I tested an IDS UEYE USB3 4MP machine vision camera (not USB Vision, though), I got 90fps on the TK1 (360MB/s or 2.88Gb/s). I didn’t have any other USB device on the board.

Thanks for the data point rdong. It’s good to know that the hardware is capable of higher rates than what I’m currently seeing.

What version of the linux kernel are you using - is it the standard 3.10.40 that’s part of L4T 21.3?

I noticed on the IDS support site that they provide a custom driver for their USB3 cameras. Did you use their custom driver or the standard V4L2 driver provided by the kernel?

I’m still on 3.10.24-grinch-19.3.6 (I need to update it). I was using IDS’ custom driver and I’ll test again when the USB3 Vision cameras are out.
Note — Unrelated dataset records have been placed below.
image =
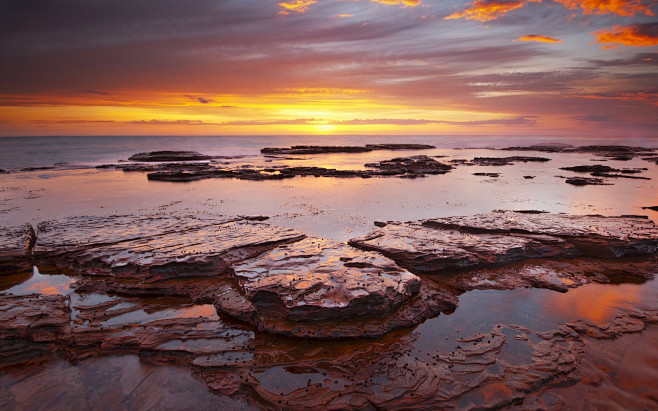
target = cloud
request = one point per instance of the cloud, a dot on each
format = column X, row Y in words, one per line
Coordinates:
column 487, row 10
column 101, row 93
column 201, row 100
column 535, row 37
column 638, row 35
column 649, row 96
column 405, row 3
column 299, row 6
column 172, row 122
column 597, row 118
column 516, row 121
column 619, row 7
column 639, row 59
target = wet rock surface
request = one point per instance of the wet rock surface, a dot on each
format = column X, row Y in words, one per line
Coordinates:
column 317, row 279
column 318, row 288
column 411, row 166
column 169, row 156
column 612, row 152
column 435, row 245
column 15, row 246
column 219, row 323
column 405, row 167
column 154, row 248
column 342, row 149
column 505, row 161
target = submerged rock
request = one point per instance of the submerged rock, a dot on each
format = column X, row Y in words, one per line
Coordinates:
column 585, row 181
column 436, row 245
column 505, row 161
column 343, row 149
column 153, row 248
column 611, row 152
column 413, row 166
column 317, row 279
column 318, row 288
column 16, row 245
column 410, row 167
column 169, row 156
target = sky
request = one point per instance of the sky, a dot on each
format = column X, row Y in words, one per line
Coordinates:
column 582, row 68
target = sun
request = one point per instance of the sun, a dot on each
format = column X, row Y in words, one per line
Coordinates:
column 324, row 128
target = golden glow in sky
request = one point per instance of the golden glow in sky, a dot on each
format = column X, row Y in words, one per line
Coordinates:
column 329, row 67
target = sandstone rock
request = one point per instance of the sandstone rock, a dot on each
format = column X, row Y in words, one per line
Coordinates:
column 415, row 165
column 169, row 156
column 15, row 248
column 152, row 248
column 319, row 288
column 343, row 149
column 434, row 245
column 317, row 279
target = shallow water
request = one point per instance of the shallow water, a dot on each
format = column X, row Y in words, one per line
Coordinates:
column 332, row 208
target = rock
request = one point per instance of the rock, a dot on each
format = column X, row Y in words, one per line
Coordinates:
column 153, row 248
column 609, row 175
column 343, row 149
column 38, row 168
column 585, row 181
column 415, row 165
column 409, row 167
column 169, row 156
column 317, row 279
column 611, row 152
column 596, row 168
column 504, row 161
column 317, row 288
column 400, row 146
column 16, row 245
column 254, row 217
column 437, row 245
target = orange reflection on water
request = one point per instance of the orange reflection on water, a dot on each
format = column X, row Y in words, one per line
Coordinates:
column 200, row 310
column 46, row 288
column 594, row 302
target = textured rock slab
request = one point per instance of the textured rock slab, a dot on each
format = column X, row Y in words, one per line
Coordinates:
column 413, row 166
column 156, row 247
column 317, row 279
column 169, row 156
column 318, row 288
column 342, row 149
column 15, row 246
column 501, row 237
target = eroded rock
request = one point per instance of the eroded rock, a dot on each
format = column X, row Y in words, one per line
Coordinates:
column 435, row 245
column 154, row 248
column 165, row 155
column 319, row 288
column 16, row 245
column 343, row 149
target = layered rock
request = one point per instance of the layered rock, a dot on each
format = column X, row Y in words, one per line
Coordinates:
column 165, row 155
column 415, row 166
column 15, row 248
column 301, row 149
column 154, row 248
column 324, row 289
column 434, row 245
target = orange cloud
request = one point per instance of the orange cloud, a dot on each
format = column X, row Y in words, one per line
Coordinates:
column 486, row 10
column 619, row 7
column 299, row 6
column 543, row 39
column 638, row 35
column 405, row 3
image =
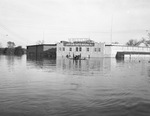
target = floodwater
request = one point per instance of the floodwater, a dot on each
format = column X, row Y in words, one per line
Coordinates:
column 63, row 87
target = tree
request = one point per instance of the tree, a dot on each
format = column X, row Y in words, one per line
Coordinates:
column 39, row 42
column 10, row 44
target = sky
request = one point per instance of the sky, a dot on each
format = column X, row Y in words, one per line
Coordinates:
column 27, row 21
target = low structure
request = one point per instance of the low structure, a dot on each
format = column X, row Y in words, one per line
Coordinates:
column 114, row 50
column 43, row 50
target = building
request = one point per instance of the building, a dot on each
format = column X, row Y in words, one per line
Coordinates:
column 111, row 50
column 83, row 47
column 42, row 50
column 88, row 48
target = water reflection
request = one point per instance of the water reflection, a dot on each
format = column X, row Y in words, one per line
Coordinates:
column 62, row 87
column 41, row 63
column 93, row 66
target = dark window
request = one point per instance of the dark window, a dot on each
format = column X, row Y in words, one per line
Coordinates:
column 70, row 49
column 87, row 49
column 76, row 48
column 99, row 49
column 80, row 49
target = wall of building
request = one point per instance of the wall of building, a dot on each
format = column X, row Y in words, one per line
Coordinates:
column 86, row 51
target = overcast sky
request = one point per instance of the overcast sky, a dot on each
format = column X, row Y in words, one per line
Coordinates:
column 27, row 21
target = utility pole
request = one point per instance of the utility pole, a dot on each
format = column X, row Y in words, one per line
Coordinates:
column 111, row 29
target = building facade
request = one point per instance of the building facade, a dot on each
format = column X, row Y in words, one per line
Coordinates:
column 85, row 48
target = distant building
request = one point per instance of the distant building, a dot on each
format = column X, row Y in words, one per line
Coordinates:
column 43, row 50
column 84, row 48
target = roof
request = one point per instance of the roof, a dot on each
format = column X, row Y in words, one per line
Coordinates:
column 42, row 45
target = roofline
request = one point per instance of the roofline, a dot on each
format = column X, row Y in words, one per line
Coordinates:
column 128, row 46
column 42, row 45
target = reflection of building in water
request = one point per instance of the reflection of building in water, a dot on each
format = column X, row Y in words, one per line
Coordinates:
column 91, row 66
column 46, row 50
column 41, row 63
column 85, row 48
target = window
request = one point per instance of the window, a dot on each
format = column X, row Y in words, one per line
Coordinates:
column 59, row 49
column 87, row 49
column 63, row 49
column 80, row 49
column 70, row 49
column 99, row 49
column 76, row 48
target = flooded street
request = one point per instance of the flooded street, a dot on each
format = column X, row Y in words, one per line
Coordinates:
column 63, row 87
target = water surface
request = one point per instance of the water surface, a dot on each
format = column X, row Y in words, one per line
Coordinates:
column 63, row 87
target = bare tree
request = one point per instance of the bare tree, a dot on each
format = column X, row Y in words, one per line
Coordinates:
column 10, row 44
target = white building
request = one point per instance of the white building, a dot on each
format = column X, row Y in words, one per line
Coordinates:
column 85, row 48
column 89, row 48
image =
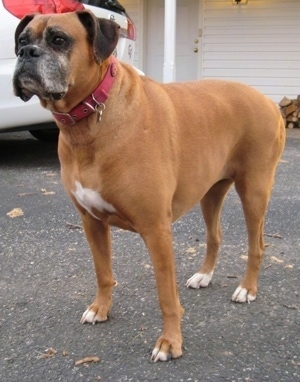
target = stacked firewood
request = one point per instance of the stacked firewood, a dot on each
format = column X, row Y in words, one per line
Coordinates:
column 290, row 111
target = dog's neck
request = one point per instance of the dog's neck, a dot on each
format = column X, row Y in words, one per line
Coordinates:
column 94, row 103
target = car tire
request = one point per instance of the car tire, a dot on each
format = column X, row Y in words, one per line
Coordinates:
column 46, row 135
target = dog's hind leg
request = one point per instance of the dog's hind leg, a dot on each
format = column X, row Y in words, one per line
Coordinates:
column 98, row 236
column 211, row 205
column 255, row 197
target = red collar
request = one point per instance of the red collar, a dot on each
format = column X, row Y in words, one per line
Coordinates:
column 94, row 102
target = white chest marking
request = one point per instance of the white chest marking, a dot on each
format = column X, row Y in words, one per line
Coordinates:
column 89, row 199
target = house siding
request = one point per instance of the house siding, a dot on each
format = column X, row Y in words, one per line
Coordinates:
column 257, row 43
column 134, row 8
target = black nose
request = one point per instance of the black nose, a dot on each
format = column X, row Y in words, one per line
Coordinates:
column 30, row 51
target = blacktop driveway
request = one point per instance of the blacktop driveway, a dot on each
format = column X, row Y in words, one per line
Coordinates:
column 47, row 280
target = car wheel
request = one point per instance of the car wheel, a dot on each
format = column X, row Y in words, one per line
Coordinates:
column 46, row 135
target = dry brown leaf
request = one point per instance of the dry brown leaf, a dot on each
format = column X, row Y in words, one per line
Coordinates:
column 45, row 192
column 276, row 260
column 191, row 250
column 15, row 213
column 87, row 360
column 48, row 354
column 289, row 266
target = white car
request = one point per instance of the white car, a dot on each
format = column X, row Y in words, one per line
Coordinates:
column 18, row 115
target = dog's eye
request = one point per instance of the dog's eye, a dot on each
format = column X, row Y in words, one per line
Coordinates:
column 22, row 41
column 58, row 40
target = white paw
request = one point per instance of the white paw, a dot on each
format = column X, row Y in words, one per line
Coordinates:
column 199, row 280
column 90, row 317
column 242, row 295
column 159, row 355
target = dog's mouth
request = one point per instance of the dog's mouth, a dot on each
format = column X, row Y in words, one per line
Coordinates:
column 26, row 88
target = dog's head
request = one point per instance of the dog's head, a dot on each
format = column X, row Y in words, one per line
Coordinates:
column 56, row 51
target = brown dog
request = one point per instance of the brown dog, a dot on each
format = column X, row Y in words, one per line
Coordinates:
column 137, row 154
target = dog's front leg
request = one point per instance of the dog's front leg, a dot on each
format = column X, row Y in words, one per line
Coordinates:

@gafinn I did have a similar issue with IRQ starvation, except mine wasnt vision/USB3.0 related… I was experiencing something similar over usb-serial converter which i had hooked up to roboteq motor controllers, communicating to it over a serial port driver i wrote. Just thought i’d throw my 2 cents in the thread. Im not sure where to start to try and figure out this problem regarding all IRQ’s being on CPU0, but id be glad to try and help with some kernel work, but like i said, havent done much of that up till now.